Members at this first meeting had heard rumors that Truman had offered the post of the Foundation's Director to someone they considered less than qualified for the job: Frank P. Graham, a lame-duck U.S. Senator and former history professor. According to later accounts, Truman showed up and asked what they had been talking about. Someone replied that they'd been wondering what qualifications Truman thought were appropriate for the Foundation's Director.

Truman answered, "There's only one criterion. He must get along with me." Thus continued the tension of how much the White House would control a Foundation explicitly endowed by Congress with its own independent governing Board.

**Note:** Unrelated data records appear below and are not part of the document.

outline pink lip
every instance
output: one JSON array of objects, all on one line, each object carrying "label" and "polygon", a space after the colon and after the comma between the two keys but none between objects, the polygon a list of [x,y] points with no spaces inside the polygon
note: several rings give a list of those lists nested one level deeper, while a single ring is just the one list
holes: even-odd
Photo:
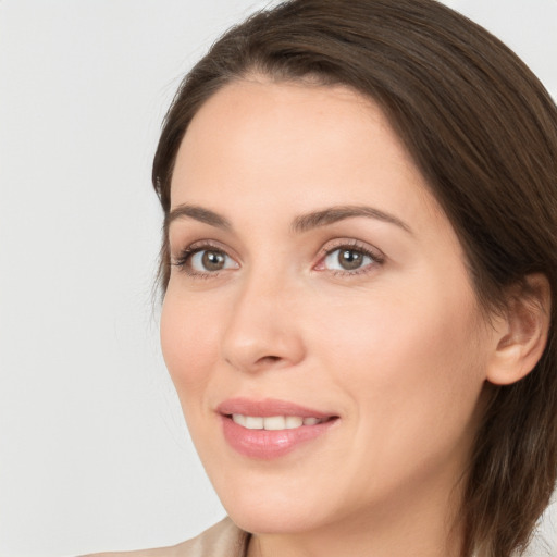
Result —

By law, the President was required to seek the Board's advice before making a formal nomination. Board protests eventually caused Graham to withdraw from consideration. At the Board's fourth meeting in March 1951, a telegram from Truman announced he would nominate Alan T. Waterman, former Yale physicist and chief scientist of the ONR, as Director. Waterman had been on the Board's list of candidates for Director, and his nomination was greeted "with audible relief " by the members.